1998: I’m tired of not being sure if I can pay my rent and look for a day job. A friend says, “Do you know that little Internet bookstore in town? I hear it’s hiring copyeditors.” I apply and get a job at that little Internet bookstore.
1999: I did it. I partied like it was 1999. Discover stock options, gin martinis, and oysters on the half shell.
2000: My friend, Eugene, says, “I’m riding the STP with a few friends. Do you want to do it with us?”
“Sure,” I say. “Where are you planning on camping?”
“Camping?” He scoffs. “We’re not camping. You can do it in two days if you want, but we’re riding it in one day.”
Took fourteen hours, but I rode it in one day. The pain, though, lasted for weeks.

2001: 9/11. Now I’m sure world will end.
2002:
New husband convinces me to move to Boston so he can attend some stuck-up pretentious school that will teach him how to wear khakis and blue button-up shirts and use words like “monetize” and “attritting.”
2003: After spending a week in New Orleans in which I was drunk for 23 out of 24 hours of every day, I discover I’m pregnant. My son has his revenge by being breech and spending two months with his head poking into my ribs.

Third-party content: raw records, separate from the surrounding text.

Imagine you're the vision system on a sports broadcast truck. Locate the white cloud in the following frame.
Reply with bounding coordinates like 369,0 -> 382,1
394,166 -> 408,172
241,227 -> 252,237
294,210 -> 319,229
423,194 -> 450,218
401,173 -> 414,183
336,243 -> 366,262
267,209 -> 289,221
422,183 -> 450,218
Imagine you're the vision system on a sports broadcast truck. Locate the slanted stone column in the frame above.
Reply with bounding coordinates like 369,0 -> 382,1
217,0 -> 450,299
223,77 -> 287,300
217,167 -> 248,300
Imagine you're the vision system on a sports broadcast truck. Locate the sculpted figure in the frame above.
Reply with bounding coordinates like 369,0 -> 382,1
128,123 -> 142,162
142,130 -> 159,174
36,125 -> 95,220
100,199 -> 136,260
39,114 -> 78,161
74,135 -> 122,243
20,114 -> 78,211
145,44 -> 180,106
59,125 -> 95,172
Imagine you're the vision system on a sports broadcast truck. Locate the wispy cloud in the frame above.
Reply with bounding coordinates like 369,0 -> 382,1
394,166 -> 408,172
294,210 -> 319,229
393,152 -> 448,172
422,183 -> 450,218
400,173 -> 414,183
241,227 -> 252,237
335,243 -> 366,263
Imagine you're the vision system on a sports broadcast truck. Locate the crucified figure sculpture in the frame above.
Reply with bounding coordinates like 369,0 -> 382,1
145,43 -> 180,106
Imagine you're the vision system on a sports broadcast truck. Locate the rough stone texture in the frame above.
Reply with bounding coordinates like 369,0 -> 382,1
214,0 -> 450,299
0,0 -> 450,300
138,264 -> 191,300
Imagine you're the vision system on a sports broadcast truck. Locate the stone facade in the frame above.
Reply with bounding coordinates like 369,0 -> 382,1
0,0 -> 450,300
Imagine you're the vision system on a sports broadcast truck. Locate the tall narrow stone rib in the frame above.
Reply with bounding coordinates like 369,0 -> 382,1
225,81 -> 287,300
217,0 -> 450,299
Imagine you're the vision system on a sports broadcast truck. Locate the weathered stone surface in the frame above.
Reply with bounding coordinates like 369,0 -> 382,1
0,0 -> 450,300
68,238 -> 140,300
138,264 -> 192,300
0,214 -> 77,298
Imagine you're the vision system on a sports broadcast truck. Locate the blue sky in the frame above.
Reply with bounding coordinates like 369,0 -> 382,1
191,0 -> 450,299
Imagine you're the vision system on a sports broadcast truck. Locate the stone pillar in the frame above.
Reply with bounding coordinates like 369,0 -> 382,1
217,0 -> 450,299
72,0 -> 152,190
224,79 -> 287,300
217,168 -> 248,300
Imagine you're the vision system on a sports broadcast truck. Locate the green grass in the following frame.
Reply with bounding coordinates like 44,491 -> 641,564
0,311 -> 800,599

2004: Freelancing sucks. My child doesn’t eat. The house is falling apart. I try to run away. Literally. Run my first marathon. Still have all the same problems. But now my body hurts.
2005: Do the only logical thing. Have another child. Pray that this one eats. I don’t care what else could happen, I just want her to eat.
2006: Child Two does eat. However, she doesn’t sleep. I rethink that bargain I made with God. Try to run away again. Marathon number 2.
2007: I’m exhausted. There is no God. Marathon number 3.
2008: Still haven’t slept. Marathon number 4 (my PR of 4:13:46, not that I was counting).
2009: In between freelance work and catnaps, I start writing a novel. Marathon number 5.
2010: Body breaks. No more marathons. But still writing a novel. Finish novel.
2011: Get an agent. Novel doesn’t sell.
2012: Cry a lot. Discover bourbon. Cry into bourbon.
2013: Get off ass and write another novel.
2014: Novel sells.
2015: Drink bourbon in happiness instead of sadness.
2016: Modern Girls publishes.
2017: Start writing next novel. Fend off emails from people asking if it’s a sequel. No, it’s not a sequel.
2018: Turn 50. Lather, rinse, repeat.